Artifact Management System¶

Tracelet's unified artifact system provides a consistent API for handling models, checkpoints, images, datasets, and other ML artifacts across all supported backends. The system features intelligent routing, automatic type detection, and framework-specific integrations.

Overview¶

The artifact system solves the problem of platform-specific artifact APIs by providing a unified interface that automatically routes artifacts to optimal backends based on their type and characteristics.

Key Benefits¶

Universal API: Same code works across MLflow, W&B, ClearML, and AIM
Intelligent Routing: Automatically selects optimal backend for each artifact type
Rich Metadata: Comprehensive artifact descriptions and versioning
Large File Support: External references for files >100MB to avoid uploads
Framework Integration: Automatic detection of Lightning checkpoints and model saves

Quick Start¶

Enable Artifact Tracking¶

from tracelet import Experiment

# Enable artifact tracking
exp = Experiment(
    name="my_experiment",
    backend=["mlflow", "wandb"],
    artifacts=True,              # Enable artifact system
    automagic_artifacts=True     # Enable automatic detection
)
exp.start()

Basic Artifact Logging¶

from tracelet.core.artifacts import ArtifactType

# Create and log a model artifact
model_artifact = exp.create_artifact(
    name="trained_classifier",
    artifact_type=ArtifactType.MODEL,
    description="Trained image classifier model"
)

# Add files to the artifact
model_artifact.add_file("model.pth", "model/classifier.pth")
model_artifact.add_file("config.yaml", "model/config.yaml")
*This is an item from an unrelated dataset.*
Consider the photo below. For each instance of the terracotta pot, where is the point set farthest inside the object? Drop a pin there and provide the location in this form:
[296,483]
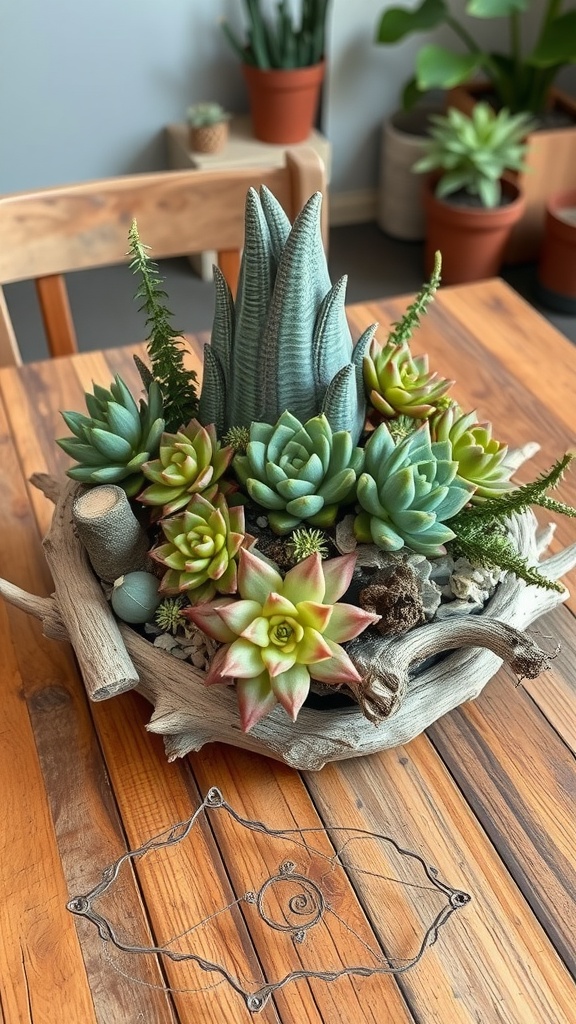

# Add model object with metadata
model_artifact.add_model(pytorch_model, framework="pytorch")

# Log to all backends
results = exp.log_artifact(model_artifact)
print(f"Logged to {len(results)} backends: {list(results.keys())}")

Artifact Types¶

Tracelet supports 13 semantic artifact types for intelligent routing:

ML Assets¶

MODEL: Trained models (PyTorch, scikit-learn, etc.)
CHECKPOINT: Training checkpoints (.ckpt, .pth)
WEIGHTS: Model weights only

Data Assets¶

DATASET: Training/validation datasets
SAMPLE: Evaluation samples and predictions

Media Assets¶

IMAGE: Single images or image batches
AUDIO: Audio files or arrays
VIDEO: Video files

Analysis Assets¶

VISUALIZATION: Plots, charts, attention maps
REPORT: HTML reports, notebooks

Configuration Assets¶

CONFIG: Configuration files (.yaml, .json)
CODE: Source code snapshots

General Assets¶

CUSTOM: User-defined artifacts

Artifact Creation¶

Using the Builder Pattern¶

# Create artifact with builder pattern
artifact = exp.create_artifact(
    name="experiment_results",
    artifact_type=ArtifactType.REPORT,
    description="Complete experiment results and analysis"
)

# Chain operations
artifact.add_file("report.html", "reports/experiment.html") \
        .add_file("metrics.json", "data/metrics.json") \
        .add_object(summary_dict, "summary", "json")

Adding Files¶

# Add local files
artifact.add_file(
    local_path="model.pth",
    artifact_path="model/checkpoint.pth",  # Optional: path in artifact
    description="Best model checkpoint"    # Optional: file description
)

# Add multiple files
files = ["model.pth", "config.yaml", "metrics.json"]
for file_path in files:
    artifact.add_file(file_path)

Adding Objects¶

# Add Python objects with serialization
config = {"learning_rate": 0.001, "batch_size": 32}
artifact.add_object(
    obj=config,
    name="hyperparameters",
    serializer="json",  # or "pickle", "yaml"
    description="Training hyperparameters"
)

# Supported serializers: json, pickle, yaml

Adding External References¶

# Add reference to external data (large files, cloud storage)
artifact.add_reference(
    uri="s3://my-bucket/large-dataset.tar.gz",
    size_bytes=5_000_000_000,  # 5GB
    description="Training dataset stored in S3"
)

# Supports any URI scheme: s3://, gs://, http://, file://

Adding Model Objects¶

# Add PyTorch model with framework detection
artifact.add_model(
    model=pytorch_model,
    framework="pytorch",  # auto-detected if not specified
    input_example=sample_input,  # optional
    description="Trained ResNet50 classifier"
)

# Framework auto-detection supports:
# - pytorch, tensorflow, sklearn, xgboost, lightgbm

Intelligent Routing¶

The artifact system automatically routes artifacts to optimal backends based on type:

Routing Rules¶

Artifact Type	Optimal Backend	Reason
MODEL, CHECKPOINT, WEIGHTS	MLflow	Best model registry support
IMAGE, AUDIO, VIDEO	W&B	Rich media visualization
DATASET	ClearML	Advanced data management
VISUALIZATION	W&B	Interactive plotting
CONFIG, CODE	All backends	Universal support

Custom Routing¶

# Override routing for specific artifacts
artifact.metadata["preferred_backends"] = ["mlflow", "clearml"]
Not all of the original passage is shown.